Reputation: 2460
I am working on a program which exhaustively searches a large number of permutations and runs a test on each one to accumulate stats based on the category each item qualifies for.
The search input is generated on the fly using a method which returns an IEnumerable with a yield return so it's not accumulating the entire dataset at once, rather, it's generating it as its consumed.
This works just fine for smallish search spaces but when I get into the hundreds of billions of records to check the process of generating the test cases almost immediately exhausts the 16GB of RAM on my machine and just starts thrashing the computer with page faults before any processing can begin.
What appears to be happening is that the Parallel.ForEach is greedily attempting to enumerate the entire input set before starting to process anything.
So, my question is, how do I limit the rate at which the Parallel.ForEach requests input data from my test case generator?
I've tried using the ChunkPartitioner in the Samples for Parallel Programming with the .NET Framework with the idea that maybe the ForEach would stop asking for more partitions when it had fully saturated the thread pool with work but that does not appear to be the case.
I have tried searching all over the internet for an explanation of how Parallel.ForEach consumes input and ways I can influence this process but I can't find anything other than ways to partition the input set.

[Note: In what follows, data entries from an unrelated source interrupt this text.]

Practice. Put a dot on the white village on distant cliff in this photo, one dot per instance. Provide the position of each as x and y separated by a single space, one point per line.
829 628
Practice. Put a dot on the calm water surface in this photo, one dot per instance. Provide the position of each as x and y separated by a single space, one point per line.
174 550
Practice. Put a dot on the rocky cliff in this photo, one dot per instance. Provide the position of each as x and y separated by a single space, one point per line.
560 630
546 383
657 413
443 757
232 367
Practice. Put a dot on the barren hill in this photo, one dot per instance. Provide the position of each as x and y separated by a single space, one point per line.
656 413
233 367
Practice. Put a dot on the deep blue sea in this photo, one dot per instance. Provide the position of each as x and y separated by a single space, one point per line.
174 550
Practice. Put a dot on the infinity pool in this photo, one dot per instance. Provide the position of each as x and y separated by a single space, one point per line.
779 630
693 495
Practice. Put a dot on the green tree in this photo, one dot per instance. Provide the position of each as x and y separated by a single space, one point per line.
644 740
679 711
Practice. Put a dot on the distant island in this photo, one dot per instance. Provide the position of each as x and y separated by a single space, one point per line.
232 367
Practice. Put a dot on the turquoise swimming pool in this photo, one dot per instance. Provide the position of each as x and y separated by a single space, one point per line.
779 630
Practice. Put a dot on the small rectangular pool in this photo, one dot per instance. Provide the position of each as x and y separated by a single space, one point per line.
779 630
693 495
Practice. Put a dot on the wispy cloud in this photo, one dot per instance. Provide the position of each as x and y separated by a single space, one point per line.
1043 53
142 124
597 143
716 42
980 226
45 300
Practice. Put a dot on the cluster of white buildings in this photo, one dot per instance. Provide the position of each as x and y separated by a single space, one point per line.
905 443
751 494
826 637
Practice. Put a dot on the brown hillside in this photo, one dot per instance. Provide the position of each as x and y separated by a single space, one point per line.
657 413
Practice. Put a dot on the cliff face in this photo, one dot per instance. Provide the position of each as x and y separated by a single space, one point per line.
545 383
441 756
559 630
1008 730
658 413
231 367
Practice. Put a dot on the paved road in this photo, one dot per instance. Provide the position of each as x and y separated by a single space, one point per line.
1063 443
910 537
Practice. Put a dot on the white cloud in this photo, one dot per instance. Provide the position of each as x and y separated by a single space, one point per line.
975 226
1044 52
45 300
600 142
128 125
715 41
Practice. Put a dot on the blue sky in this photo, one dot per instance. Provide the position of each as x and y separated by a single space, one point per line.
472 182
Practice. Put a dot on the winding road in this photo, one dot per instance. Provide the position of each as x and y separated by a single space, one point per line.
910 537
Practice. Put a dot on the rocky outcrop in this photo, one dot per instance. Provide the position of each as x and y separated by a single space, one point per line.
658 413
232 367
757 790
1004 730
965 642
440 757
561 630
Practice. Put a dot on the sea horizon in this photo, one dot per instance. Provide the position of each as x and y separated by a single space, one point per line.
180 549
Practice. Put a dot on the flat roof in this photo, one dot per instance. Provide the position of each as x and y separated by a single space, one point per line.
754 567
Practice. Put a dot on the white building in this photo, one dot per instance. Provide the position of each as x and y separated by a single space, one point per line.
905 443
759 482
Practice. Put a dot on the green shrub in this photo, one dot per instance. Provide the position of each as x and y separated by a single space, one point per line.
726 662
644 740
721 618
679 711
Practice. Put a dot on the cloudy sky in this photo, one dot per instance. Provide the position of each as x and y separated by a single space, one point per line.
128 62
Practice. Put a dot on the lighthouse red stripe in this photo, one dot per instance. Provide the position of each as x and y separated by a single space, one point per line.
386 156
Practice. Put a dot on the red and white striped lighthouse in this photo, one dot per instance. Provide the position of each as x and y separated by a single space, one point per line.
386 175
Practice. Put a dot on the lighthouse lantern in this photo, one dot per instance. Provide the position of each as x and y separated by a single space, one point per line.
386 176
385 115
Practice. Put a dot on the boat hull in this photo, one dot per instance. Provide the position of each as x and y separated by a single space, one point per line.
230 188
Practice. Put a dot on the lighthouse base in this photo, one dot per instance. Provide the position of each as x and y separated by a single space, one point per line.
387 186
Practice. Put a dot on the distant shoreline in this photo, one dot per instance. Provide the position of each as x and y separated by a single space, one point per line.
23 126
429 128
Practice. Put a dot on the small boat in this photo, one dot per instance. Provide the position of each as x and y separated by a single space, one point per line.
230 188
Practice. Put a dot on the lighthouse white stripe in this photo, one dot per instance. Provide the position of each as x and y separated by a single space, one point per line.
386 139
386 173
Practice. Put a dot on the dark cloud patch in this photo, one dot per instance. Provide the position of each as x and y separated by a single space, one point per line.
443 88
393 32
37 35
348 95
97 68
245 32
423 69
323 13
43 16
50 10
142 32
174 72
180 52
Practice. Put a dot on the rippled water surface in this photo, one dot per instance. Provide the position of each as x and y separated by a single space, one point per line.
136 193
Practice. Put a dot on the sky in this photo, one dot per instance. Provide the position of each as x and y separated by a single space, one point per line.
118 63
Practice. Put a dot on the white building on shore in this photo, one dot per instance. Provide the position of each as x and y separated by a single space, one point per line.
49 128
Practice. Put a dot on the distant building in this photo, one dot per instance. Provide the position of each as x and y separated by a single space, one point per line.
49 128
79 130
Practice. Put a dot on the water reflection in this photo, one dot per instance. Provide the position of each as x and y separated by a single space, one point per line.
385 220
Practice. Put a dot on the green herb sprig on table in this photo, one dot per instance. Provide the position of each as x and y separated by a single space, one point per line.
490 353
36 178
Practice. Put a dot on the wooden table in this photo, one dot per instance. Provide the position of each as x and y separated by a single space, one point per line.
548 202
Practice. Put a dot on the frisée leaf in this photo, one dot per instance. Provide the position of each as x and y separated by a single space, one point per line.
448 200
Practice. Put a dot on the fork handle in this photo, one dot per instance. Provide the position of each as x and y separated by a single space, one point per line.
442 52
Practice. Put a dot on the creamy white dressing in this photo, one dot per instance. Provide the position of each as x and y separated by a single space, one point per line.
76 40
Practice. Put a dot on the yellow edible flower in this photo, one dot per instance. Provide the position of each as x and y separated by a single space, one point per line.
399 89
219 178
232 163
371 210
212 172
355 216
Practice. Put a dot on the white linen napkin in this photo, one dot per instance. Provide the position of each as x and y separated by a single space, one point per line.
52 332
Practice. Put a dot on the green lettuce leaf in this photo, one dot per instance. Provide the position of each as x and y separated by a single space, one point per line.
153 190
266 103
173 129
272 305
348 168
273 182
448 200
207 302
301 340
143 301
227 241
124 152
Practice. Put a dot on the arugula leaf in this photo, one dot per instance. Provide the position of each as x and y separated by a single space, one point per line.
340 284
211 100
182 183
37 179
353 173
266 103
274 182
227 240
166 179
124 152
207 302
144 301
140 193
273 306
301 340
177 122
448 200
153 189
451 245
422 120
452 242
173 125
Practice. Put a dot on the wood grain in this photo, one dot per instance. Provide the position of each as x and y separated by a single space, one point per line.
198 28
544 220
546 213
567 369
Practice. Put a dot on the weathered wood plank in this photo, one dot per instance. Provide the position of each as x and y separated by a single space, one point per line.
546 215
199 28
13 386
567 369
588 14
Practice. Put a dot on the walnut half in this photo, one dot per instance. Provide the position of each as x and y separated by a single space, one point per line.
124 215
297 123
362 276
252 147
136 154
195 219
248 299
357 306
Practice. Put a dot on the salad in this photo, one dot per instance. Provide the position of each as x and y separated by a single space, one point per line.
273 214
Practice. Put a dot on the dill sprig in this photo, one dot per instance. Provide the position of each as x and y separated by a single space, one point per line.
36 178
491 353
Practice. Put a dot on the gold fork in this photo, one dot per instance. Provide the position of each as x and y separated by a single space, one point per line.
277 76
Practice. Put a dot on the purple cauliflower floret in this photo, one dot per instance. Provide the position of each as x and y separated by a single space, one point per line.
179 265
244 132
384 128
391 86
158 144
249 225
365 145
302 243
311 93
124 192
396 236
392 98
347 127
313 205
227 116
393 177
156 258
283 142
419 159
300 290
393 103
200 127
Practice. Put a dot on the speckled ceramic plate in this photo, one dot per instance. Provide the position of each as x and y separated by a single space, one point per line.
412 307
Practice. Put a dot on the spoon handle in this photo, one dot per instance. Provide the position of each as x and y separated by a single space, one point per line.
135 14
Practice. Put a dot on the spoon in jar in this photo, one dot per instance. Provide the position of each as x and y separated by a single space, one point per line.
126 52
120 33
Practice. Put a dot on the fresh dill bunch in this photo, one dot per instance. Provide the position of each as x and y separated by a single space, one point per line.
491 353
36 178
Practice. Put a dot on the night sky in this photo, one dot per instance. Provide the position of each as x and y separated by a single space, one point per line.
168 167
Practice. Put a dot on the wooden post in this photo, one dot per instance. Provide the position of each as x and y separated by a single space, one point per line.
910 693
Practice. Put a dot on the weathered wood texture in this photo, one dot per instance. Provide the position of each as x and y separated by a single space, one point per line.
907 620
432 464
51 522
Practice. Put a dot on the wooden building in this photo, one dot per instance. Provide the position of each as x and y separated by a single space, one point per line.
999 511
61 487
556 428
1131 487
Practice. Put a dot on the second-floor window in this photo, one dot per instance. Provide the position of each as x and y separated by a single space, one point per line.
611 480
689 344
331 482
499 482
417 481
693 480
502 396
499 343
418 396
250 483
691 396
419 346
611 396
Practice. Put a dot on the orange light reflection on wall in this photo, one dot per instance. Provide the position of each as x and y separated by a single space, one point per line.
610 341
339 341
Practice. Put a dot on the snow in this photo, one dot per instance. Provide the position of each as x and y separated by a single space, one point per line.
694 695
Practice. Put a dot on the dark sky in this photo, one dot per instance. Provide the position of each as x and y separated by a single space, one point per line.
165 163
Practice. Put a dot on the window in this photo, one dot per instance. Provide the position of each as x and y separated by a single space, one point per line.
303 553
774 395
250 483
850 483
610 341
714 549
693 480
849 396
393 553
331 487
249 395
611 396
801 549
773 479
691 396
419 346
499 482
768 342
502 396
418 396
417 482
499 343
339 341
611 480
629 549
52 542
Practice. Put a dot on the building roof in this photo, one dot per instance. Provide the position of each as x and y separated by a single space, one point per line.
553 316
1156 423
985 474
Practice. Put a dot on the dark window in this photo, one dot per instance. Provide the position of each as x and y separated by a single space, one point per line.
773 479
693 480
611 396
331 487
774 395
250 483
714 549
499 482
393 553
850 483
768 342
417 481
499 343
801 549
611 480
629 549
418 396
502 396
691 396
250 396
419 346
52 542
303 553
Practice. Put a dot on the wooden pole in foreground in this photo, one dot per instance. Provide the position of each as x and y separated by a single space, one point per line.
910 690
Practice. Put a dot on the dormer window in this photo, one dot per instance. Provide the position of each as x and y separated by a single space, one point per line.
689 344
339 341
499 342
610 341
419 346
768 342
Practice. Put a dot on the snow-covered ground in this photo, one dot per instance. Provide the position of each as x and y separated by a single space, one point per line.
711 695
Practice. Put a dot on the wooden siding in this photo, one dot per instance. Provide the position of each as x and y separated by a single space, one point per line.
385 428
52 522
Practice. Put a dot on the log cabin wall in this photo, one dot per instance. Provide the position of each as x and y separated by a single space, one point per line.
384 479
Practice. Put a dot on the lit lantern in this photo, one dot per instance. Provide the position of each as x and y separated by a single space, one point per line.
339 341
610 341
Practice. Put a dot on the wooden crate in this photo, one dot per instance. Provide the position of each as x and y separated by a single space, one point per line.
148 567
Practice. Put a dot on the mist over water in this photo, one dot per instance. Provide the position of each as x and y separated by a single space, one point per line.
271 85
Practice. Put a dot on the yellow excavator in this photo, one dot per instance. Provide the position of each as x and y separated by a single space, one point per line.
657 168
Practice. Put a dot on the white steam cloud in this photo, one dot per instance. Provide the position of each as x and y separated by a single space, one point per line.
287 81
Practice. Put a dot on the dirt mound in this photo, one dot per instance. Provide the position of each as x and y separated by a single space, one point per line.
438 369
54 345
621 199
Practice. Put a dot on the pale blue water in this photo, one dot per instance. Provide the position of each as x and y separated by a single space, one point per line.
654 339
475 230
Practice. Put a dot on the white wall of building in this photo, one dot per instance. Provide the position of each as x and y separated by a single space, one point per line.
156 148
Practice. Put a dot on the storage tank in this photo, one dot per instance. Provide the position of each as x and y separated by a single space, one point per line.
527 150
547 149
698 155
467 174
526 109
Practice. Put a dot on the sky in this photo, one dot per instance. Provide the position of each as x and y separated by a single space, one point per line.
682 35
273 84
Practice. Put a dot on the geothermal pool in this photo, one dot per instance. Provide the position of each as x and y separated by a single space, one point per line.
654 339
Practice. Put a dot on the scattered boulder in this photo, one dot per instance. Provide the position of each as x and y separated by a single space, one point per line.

Am I just approaching this problem wrong? Is there an alternative pattern that would work better for this type of problem?
Upvotes: 1
Views: 198
Reputation: 9587
I am seeing two (potential) problems here. One being that the default enumerable partitioner is, indeed, greedy (meaning that it tries to materialise items which are way ahead in the queue). This is easy to fix using EnumerablePartitionerOptions
in .NET 4.5:
var partitioner = Partitioner.Create(
EnumerateItems(), // IEnumerable<T>
EnumerablePartitionerOptions.NoBuffering
);
Parallel.ForEach(partioner, new ParallelOptions { MaxDegreeOfParallelism = 4 }, i =>
{
// Process item.
});
The second problem might manifest itself if your work is not CPU-bound ultimately causing Parallel.ForEach
to ramp up the number of worker threads, which is addressed by specifying MaxDegreeOfParallelism
to prevent it from saturating the thread pool.
Upvotes: 4